ボクシングの神様がついている

鳥取県米子市に生まれた入江さんは、小学2年生の時にたまたま読んだ小山ゆうの漫画『がんばれ元気』に影響を受け、ボクシングを始める。

中学は陸上部で活躍し、全国中学駅伝に出場。県立米子西高校からボクシングに専念、2、3年生で全日本選手権(ジュニア)を連覇し、世界ユース選手権では2年連続銅メダルを獲得した。

『がんばれ元気』の主人公・堀口元気がカッコ良くて。憧れましたね。小学校低学年で読んだことが良かったんだと思います。
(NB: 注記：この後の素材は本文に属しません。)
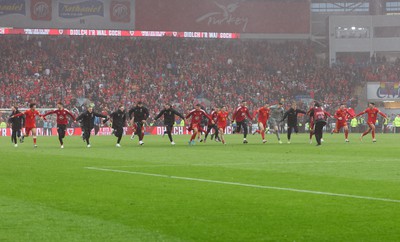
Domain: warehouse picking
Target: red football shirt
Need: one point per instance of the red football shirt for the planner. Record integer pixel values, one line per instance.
(343, 114)
(240, 114)
(263, 114)
(197, 116)
(61, 115)
(30, 118)
(213, 118)
(222, 118)
(372, 114)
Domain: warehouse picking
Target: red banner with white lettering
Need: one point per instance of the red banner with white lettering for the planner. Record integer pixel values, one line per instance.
(241, 16)
(153, 130)
(41, 10)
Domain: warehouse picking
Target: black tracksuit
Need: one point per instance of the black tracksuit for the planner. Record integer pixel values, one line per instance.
(139, 114)
(169, 119)
(119, 118)
(17, 123)
(88, 123)
(291, 115)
子どもって自分の将来に保険をかけないじゃないですか。高学年になっていたら、「現実は漫画のようにいかない」とか、「ボクシングの道は厳しい」なんて考えて諦めていたかもしれない。

母は初め渋っていました。でも、父がノリノリで(笑)。母に内緒で、自宅から車で10分ほどの米子市内唯一のボクシングジムに見学に連れて行ってくれ、その場で入門手続きをしました。
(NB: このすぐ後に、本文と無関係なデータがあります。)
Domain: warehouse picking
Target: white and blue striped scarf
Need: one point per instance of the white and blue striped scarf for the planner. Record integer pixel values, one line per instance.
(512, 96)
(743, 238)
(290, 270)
でも、いざやってみると全然楽しくなかった。私は元来、逆上がりもできないほどの運動音痴。ボクシングの基本がなかなか覚えられませんでした。パンチも打てないし、フォームも固められないので、戸惑うことばかり。

入門1年後、母に「もうやめたい」と言うと、もとは私がボクシングをやることに反対していた母が、「6年生までやると言って始めた以上、まっとうしなさい」と。やめるにやめられなくなってしまったんです。

ジムの送り迎えは、父と母が交代でしてくれました。一人っ子だったせいか、たっぷり愛されて育ったという実感があります。私が興味を持ったことはすべて挑戦させてくれました。親に導かれたというより、後ろから支えてもらった感じですね。だから自分の人生は自分で切り開く、という考えが自然に芽生えたのかもしれません。